I’d really love to hear in the comments about books you read in 2020 that you might recommend. Also, if you decide to read one that I recommend, please let me know!

Honorable Mention

  • All That’s Good: Recovering the Lost Art of Discernment by Hannah Anderson. I loved her first book Humble Roots, so I was eager to read this. It is good. I was not disappointed. Her introductory chapters (1-3) were fantastic. Then she unpacks each part of Philippians 4:8-9. That’s when the book bogged down a bit. However, there are great nuggets throughout. Her chapter on “what is commendable” is fantastic and has powerful application to our modern information-overloaded culture, especially as we relate to social media. See my full review here.
  • The Reckoning by John Grisham. I don’t know that I’ve read a book by Grisham that has disappointed though I’ve stayed away from his non legal-thrillers books. This book tells the tale of vet who murders a preacher in cold blood (eek) and doesn’t reveal the “why” until the end of the book.

Here are some series that I read:

Books I Stopped Reading:

  • The Mountains Are Calling: Making the Climb for a Clearer View of God and Ourselves by Jarrett Stephens.
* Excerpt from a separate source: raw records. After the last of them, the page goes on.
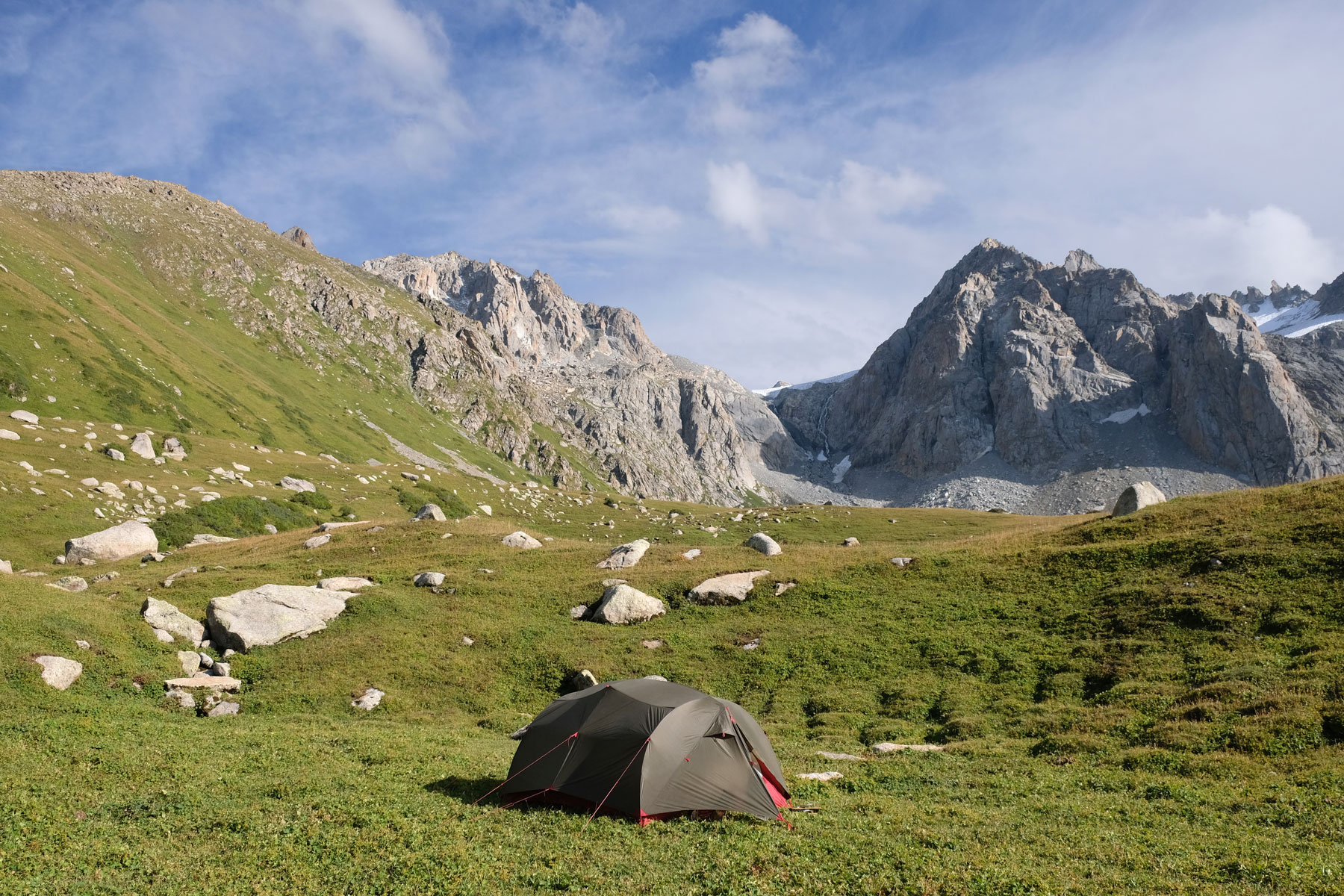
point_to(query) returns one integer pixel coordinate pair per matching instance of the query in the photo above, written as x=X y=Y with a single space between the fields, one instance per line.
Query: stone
x=1136 y=497
x=143 y=447
x=205 y=682
x=765 y=544
x=166 y=617
x=346 y=583
x=58 y=672
x=582 y=679
x=293 y=484
x=625 y=555
x=270 y=615
x=623 y=605
x=520 y=541
x=429 y=512
x=120 y=541
x=726 y=588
This book is by a graduate of my alma mater OBU, but it just didn’t meet expectations. The premise of how God works and speaks from the mountains in scripture (Moriah, Sinai, Carmel, etc.) was interesting. I started with high hopes and then .. it just felt relatively .. mild to me. I can’t describe it any other way. It was just “ok.” There are too many great books waiting to be read to spend more time pushing myself through an “ok” book.